After leaving Kani at the Hmong village last night, I slowly walked back down the dirt road with my head full of thoughts of what it would be like to live in the village in a wooden shack with a dirt floor and a thatched roof. I can't imagine a life like that; it's just so different from anything I have known before.
By the time I reached the hotel, the sun had set and the festival across the street was going on full blast. If there is one word to describe festivals in this part of the word, it would have to be "loud". I was sure there would be a lot of Beer Lao drinking going on as well, but first I needed some dinner.
My hotel is located next to a big lake where the boat racing was taking place during the day, and its restaurant is right next to the water. It makes for a very scenic, rustic place to have a meal. I sat down alone with my thoughts of life in a wooden hut and ordered some noodle soup and a Beer Lao. It wasn't long, though, before I was joined by a couple of Lao men who had been celebrating the festival for quite some time. In other words, they were drunk.
In general, Lao people are friendly, and after a few Beer Lao they are even more friendly. They were both engineers from the capital of Vientiane, and were doing work in Vieng Xai. "I built this road!" one of them proudly told me. "Two Million US dollars. Look at the sidewalks. I designed this road. Before, only dirt!"

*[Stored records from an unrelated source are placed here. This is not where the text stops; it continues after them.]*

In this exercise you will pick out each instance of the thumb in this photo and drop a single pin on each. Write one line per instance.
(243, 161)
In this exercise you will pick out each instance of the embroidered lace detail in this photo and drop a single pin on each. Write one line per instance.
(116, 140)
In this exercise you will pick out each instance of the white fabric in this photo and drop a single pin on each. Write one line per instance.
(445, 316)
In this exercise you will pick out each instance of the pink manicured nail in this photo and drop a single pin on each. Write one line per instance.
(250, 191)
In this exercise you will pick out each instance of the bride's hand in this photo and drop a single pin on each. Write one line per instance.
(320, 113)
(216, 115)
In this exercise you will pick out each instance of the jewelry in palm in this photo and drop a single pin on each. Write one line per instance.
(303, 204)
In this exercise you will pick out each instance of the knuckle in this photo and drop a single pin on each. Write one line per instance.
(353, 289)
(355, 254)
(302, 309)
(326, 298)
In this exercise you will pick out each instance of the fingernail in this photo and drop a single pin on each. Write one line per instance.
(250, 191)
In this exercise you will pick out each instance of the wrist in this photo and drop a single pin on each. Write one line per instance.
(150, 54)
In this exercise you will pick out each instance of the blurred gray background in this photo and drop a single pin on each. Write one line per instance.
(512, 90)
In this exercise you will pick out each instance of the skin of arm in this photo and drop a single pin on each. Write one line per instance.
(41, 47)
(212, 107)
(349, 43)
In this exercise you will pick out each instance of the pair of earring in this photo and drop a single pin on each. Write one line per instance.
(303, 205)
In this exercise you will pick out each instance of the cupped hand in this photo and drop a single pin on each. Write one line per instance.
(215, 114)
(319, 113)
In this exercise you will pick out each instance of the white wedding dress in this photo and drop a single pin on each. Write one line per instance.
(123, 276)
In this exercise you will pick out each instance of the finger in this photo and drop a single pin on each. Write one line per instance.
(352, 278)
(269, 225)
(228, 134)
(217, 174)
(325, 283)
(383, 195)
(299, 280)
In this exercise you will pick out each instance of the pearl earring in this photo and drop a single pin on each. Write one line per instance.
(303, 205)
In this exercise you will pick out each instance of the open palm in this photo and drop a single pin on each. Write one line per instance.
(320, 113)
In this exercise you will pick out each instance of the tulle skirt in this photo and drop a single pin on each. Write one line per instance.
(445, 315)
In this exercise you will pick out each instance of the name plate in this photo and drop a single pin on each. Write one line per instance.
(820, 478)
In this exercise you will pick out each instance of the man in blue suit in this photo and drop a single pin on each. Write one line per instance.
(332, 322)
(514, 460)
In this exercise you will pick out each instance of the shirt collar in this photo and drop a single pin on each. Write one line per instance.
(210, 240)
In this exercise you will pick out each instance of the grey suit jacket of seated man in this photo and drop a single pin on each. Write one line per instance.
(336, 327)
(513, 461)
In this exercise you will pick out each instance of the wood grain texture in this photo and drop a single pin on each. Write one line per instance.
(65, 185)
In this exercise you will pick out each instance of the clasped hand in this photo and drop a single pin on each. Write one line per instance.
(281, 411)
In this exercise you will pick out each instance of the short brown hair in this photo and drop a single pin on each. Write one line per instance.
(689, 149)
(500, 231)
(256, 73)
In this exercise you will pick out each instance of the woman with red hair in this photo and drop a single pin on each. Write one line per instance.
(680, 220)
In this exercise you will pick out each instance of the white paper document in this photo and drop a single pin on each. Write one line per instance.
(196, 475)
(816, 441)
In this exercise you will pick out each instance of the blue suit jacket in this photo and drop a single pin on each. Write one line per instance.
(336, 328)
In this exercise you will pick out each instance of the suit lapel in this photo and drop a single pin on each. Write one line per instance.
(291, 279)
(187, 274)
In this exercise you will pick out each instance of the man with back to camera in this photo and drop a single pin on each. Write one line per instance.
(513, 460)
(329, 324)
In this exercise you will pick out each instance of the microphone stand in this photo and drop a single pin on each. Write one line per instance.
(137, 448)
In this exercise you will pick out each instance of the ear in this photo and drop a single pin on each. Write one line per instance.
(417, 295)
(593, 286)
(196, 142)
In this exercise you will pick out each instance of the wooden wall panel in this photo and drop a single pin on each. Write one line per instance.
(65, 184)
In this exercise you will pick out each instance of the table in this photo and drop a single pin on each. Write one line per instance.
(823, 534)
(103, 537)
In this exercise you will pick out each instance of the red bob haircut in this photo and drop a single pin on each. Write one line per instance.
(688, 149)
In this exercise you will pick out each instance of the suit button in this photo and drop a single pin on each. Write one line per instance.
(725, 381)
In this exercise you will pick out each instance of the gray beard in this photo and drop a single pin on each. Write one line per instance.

They insisted that I come to join them at the festival. As one of them told me, "We drink beer with district chief. The chief he welcome all foreigner to Vieng Xai. Everyone welcome Vieng Xai. You drink beer with district chief. You can not say no to village chief!"
And even though I would be saying no to a couple of drunk Lao guys and not to the District Chief, I decided to go anyway. So I finished my soup and the three of us walked down the beautiful two million dollar road with sidewalks (which we did not use).
When we got to the party I was sat at a table of about ten Lao adults, right next to the village chief. Everyone at the table (except the chief, I think) had been drinking for quite some time, so it was a very festive atmosphere, with several of the Lao ladies professing their love for me and their husbands telling me not to worry, as no one is serious during the festival time.
The District Chief did welcome me, and even though my country was responsible for bombing his village for years many decades ago, he wanted all foreigners to feel comfortable in Vieng Xai, and he hoped that other countries would learn about this area and that the governments would invest in the infrastructure so that even more people could come visit this beautiful place.
The District Chief eventually had to leave the party to go to the main stage that was set up to address the crowd. My drunk engineering friend told me that the governor of the province was here as well, along with his body guards. I asked why he needs guards and a very curious reply came back. He basically said something along the lines of: Unlike Thailand, Lao people love peace. There is never any fighting in Laos, like there is in Thailand right now. No one tries to fight the government. Lao people love peace. If there is anyone who wants to fight the government, they will disappear in one hour. And they will never be found again. Peace is the most important thing to the Lao people.
After a few more rounds of Beer Lao, I was finally able to say my good byes and pull myself away from the table (to much protesting by the locals) and walked back through the festival to my hotel. On the way back, I stopped by a stage that had been set up for a traditional Lao dancing contest. Several groups performed, and their colorful costumes and rhythmic graceful dance was hypnotizing.
It isn't often that I feel completely out of place or feel like I am in another world, but I did tonight. It was the combination of visiting a family who lived in a dirt-floor wooden shack, but still shared food with me when I entered their home, to the engineers who were so proud of their newly paved road and so proud of their Communist government, to the the District Chief who worried about the development of his village, mindful of the ghosts of the past, yet hopeful for the future. All of these images swirled through my head as the colorful dancers slowly slid across the stage, and stayed with me until I finally drifted to sleep under my mosquito net.
(This entry describes my experiences on the night of October 11, 2008.)